Air pressure is the weight of a column of air pushing down on an area. While we cannot feel it, the air is heavy! The weight of the air pushing down on all objects on Earth is the same as the combined weight of three cars! The reason we don’t feel this extreme weight is that the molecules in air push evenly in all directions – up, down, sideways, diagonally. In this experiment, the air pushing up from underneath the paper is strong enough to overcome the weight of the water pushing down on the paper. Because of the air pressure pushing up on the card, the card will stay on the glass and the water will not spill out.
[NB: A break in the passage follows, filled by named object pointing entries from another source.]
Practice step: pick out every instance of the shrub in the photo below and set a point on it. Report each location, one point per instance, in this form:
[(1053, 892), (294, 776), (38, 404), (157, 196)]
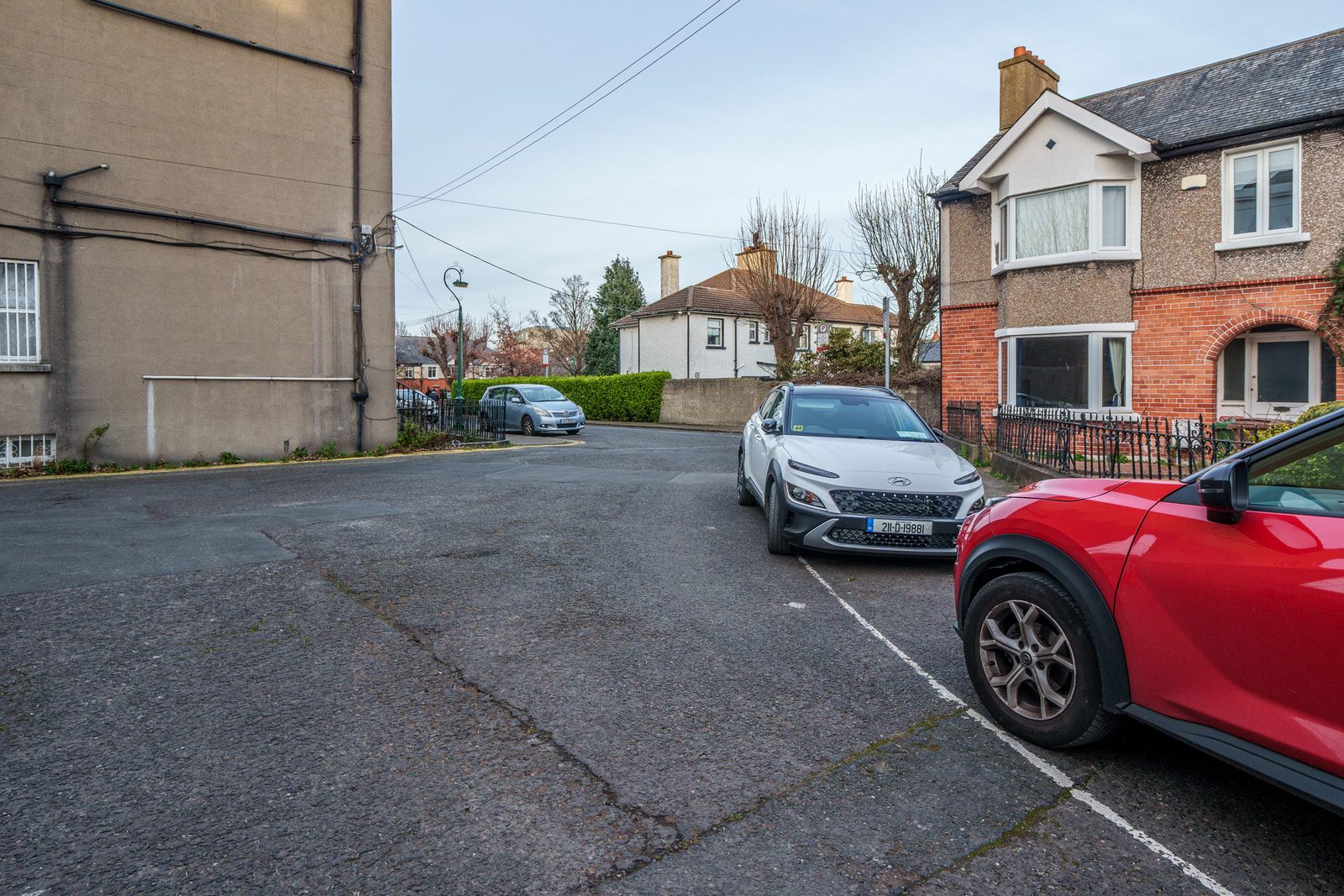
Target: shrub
[(622, 396), (1310, 414)]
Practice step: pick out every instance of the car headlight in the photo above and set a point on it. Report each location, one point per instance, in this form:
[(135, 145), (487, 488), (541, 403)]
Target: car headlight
[(813, 470), (803, 496)]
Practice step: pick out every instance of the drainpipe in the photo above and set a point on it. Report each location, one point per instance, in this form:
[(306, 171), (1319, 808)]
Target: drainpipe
[(736, 347), (360, 391)]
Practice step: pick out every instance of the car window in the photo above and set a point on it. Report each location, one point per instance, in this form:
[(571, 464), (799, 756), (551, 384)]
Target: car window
[(766, 401), (772, 407), (541, 394), (858, 417), (1303, 479)]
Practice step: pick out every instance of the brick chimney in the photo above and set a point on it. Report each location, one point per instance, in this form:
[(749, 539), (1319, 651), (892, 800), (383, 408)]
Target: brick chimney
[(757, 257), (844, 291), (671, 273), (1021, 80)]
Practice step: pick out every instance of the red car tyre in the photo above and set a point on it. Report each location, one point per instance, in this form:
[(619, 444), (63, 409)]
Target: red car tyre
[(1032, 661)]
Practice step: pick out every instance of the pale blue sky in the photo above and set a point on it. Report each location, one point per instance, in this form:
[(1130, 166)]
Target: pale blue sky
[(792, 96)]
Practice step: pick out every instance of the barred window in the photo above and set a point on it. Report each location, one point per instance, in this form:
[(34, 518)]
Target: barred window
[(19, 312), (19, 450)]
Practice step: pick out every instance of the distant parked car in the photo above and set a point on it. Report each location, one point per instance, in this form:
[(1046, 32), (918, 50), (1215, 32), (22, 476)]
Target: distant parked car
[(857, 470), (535, 409), (1210, 609), (414, 406)]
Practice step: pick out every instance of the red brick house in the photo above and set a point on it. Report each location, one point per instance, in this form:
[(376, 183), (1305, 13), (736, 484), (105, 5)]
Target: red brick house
[(1152, 250)]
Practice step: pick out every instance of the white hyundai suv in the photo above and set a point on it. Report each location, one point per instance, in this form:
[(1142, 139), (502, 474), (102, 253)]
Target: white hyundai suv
[(853, 469)]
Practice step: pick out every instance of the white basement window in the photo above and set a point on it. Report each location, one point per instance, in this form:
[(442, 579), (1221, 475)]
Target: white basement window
[(24, 450), (20, 338)]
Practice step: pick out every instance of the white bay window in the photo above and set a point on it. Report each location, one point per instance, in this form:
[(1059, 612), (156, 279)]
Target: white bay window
[(1059, 226), (1075, 369)]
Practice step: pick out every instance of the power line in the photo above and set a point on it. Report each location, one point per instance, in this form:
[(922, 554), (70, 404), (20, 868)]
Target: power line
[(448, 187), (479, 258)]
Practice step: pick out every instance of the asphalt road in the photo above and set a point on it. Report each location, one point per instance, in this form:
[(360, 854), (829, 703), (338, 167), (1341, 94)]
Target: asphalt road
[(542, 671)]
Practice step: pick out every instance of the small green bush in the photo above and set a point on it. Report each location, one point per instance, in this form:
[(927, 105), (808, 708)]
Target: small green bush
[(636, 398), (65, 466)]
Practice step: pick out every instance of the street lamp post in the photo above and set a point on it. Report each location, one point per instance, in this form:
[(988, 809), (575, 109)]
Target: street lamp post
[(459, 403)]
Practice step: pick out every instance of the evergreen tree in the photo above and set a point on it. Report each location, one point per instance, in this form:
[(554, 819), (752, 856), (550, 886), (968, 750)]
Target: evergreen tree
[(618, 295)]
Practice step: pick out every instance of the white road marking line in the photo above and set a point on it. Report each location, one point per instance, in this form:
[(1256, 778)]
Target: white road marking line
[(1039, 763)]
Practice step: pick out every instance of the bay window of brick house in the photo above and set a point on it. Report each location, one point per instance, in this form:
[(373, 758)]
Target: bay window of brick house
[(1079, 369)]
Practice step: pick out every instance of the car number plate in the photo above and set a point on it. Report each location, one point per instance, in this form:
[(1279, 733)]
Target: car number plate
[(882, 526)]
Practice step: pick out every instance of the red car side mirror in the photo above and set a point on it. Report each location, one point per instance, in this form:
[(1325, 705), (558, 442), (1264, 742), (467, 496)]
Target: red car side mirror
[(1225, 490)]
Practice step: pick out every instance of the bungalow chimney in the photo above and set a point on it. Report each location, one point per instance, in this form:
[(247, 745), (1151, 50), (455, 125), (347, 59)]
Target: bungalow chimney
[(1021, 80), (671, 273), (844, 291)]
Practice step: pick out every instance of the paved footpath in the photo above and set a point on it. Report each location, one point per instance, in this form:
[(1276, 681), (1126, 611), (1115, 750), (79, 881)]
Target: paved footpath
[(543, 671)]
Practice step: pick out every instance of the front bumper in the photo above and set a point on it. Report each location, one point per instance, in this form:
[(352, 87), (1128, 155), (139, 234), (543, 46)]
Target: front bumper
[(559, 426), (846, 532)]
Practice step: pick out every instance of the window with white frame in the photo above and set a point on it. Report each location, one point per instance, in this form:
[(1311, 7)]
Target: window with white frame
[(1263, 192), (1072, 223), (714, 332), (22, 450), (1073, 369), (20, 338)]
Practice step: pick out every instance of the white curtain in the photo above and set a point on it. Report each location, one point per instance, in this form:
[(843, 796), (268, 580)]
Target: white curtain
[(1053, 223), (1116, 387)]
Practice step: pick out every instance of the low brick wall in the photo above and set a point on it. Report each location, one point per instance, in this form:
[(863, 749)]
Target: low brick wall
[(730, 402), (722, 402)]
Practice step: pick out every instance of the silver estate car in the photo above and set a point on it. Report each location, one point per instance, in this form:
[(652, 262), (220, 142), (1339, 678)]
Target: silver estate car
[(535, 409)]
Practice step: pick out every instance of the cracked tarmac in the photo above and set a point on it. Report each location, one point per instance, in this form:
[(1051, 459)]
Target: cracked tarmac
[(537, 672)]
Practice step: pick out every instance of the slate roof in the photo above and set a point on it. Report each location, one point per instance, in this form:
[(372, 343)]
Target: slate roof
[(1290, 83), (718, 296)]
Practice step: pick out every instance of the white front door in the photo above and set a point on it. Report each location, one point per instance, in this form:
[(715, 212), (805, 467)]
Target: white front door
[(1270, 375)]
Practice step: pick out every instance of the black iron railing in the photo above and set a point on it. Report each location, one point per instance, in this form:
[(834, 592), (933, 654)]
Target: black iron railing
[(964, 421), (470, 422), (1151, 448)]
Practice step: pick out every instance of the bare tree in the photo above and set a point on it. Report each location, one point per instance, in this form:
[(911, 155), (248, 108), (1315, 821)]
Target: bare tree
[(895, 231), (514, 355), (440, 342), (784, 269), (570, 320)]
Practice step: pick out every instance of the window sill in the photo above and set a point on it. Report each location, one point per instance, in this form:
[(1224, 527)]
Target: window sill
[(1265, 239), (1068, 258)]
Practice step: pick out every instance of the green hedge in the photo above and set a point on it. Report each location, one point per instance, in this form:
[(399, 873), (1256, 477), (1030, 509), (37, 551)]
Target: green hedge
[(622, 396)]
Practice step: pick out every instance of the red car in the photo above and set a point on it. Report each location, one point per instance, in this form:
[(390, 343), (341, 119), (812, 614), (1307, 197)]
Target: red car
[(1211, 609)]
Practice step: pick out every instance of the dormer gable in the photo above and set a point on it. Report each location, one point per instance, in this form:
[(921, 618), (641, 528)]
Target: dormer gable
[(1057, 143)]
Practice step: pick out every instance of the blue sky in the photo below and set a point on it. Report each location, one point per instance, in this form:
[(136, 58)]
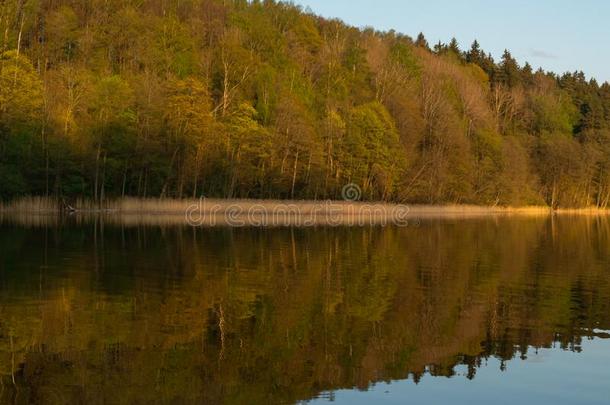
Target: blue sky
[(557, 35)]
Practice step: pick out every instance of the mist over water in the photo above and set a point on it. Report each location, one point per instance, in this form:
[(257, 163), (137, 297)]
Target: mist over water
[(508, 308)]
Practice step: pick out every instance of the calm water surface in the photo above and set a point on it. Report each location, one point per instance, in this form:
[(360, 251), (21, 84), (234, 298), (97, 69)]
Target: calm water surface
[(498, 310)]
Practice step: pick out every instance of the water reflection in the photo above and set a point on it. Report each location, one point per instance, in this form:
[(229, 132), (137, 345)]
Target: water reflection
[(101, 313)]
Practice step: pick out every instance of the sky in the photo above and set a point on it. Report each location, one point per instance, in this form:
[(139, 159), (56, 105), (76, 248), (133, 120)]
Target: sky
[(557, 35)]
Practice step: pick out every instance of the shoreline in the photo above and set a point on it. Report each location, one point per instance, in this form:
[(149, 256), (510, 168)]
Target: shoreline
[(157, 206)]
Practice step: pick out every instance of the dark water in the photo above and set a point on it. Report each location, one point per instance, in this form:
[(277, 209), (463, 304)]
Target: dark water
[(499, 310)]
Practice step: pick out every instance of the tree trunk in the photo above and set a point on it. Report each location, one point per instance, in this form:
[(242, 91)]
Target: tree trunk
[(294, 174)]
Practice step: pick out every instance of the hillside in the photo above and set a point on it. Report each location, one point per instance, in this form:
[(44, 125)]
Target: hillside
[(238, 99)]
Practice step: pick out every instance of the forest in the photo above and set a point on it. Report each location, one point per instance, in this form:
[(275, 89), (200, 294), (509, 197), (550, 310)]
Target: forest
[(103, 99)]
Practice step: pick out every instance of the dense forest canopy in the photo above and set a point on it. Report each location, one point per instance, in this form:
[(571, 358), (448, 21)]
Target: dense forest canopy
[(260, 99)]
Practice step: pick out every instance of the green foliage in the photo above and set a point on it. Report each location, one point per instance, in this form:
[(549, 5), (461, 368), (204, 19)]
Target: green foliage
[(261, 99)]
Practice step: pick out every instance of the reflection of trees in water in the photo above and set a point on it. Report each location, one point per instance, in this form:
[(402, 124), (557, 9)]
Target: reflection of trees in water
[(116, 314)]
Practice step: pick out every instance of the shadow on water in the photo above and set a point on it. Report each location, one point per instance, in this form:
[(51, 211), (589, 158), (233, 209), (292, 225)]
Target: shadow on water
[(108, 313)]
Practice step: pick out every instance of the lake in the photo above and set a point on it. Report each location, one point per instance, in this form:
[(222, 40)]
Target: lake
[(494, 309)]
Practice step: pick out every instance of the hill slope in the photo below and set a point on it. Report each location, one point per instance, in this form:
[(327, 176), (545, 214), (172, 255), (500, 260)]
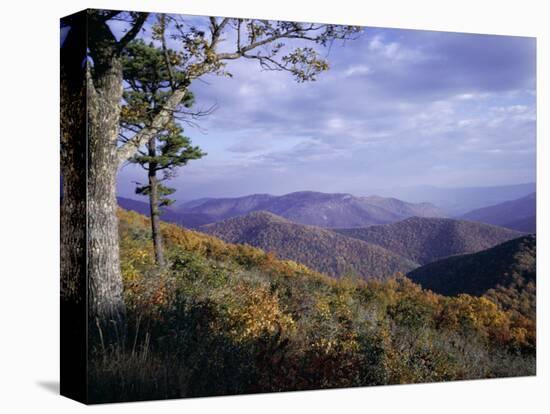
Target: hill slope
[(314, 208), (320, 249), (424, 240), (508, 266), (226, 319), (519, 213), (457, 201)]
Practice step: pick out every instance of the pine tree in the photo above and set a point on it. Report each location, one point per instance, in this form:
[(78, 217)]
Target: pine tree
[(149, 83)]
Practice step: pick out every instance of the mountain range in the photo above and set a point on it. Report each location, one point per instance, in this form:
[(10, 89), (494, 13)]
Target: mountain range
[(518, 214), (457, 201), (321, 249), (305, 207), (424, 240), (314, 208), (508, 265)]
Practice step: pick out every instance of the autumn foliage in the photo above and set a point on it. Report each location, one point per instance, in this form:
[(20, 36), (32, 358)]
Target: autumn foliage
[(225, 319)]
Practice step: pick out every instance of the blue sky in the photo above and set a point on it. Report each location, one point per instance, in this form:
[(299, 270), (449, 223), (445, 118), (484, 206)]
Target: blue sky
[(397, 108)]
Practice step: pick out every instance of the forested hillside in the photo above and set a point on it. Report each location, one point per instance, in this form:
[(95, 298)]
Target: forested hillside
[(506, 273), (519, 214), (424, 240), (223, 319), (320, 249)]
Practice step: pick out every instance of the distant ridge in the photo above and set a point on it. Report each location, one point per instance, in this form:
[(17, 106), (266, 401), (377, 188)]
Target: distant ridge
[(189, 220), (320, 249), (518, 214), (315, 208), (459, 200), (510, 264), (424, 240)]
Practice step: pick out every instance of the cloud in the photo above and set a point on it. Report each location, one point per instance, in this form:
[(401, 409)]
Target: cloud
[(397, 107)]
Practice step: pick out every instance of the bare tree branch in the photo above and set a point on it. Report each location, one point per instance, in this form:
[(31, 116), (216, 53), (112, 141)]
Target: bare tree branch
[(133, 32), (159, 122)]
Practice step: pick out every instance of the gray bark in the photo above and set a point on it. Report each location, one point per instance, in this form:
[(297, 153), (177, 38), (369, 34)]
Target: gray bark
[(154, 205)]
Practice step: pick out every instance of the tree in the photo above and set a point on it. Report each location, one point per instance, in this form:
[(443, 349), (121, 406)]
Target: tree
[(146, 72), (200, 52)]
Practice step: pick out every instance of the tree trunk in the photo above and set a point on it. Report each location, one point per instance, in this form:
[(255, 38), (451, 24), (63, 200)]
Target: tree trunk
[(105, 290), (154, 205)]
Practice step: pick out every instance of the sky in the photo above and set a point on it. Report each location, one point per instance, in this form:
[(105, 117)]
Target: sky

To understand what will happen when a block of wood is dropped in saline water, we need to consider the concept of buoyancy and the density of the water.
1. Buoyancy:
- Buoyancy is the upward force exerted by a fluid on an object submerged in it.
- It depends on the density of the fluid and the volume of the object.
2. Density:
- Density is the mass per unit volume of a substance.
- Freshwater has a lower density compared to saline water because of the dissolved salts in the latter.
Now let's analyze the options given:
A: Settle down at the bottom:
- This option is incorrect because the block of wood is less dense than water (both freshwater and saline water).
- The buoyant force will always be greater than the weight of the block, causing it to float.
B: Will be at the same level:
- This option is also incorrect because the block of wood will float due to its lower density.
- It will not remain at the same level as the water.
C: Float at a higher level:
- This option is correct.
- The block of wood will float at a higher level in saline water compared to freshwater.
- Saline water has a higher density than freshwater, so the block will displace a smaller volume of water to achieve buoyancy.
- As a result, the block will float higher in the saline water.
D: None of these:
- This option is incorrect because option C is the correct answer.
In conclusion, when a block of wood is dropped in saline water, it will float at a higher level compared to when it is dropped in freshwater.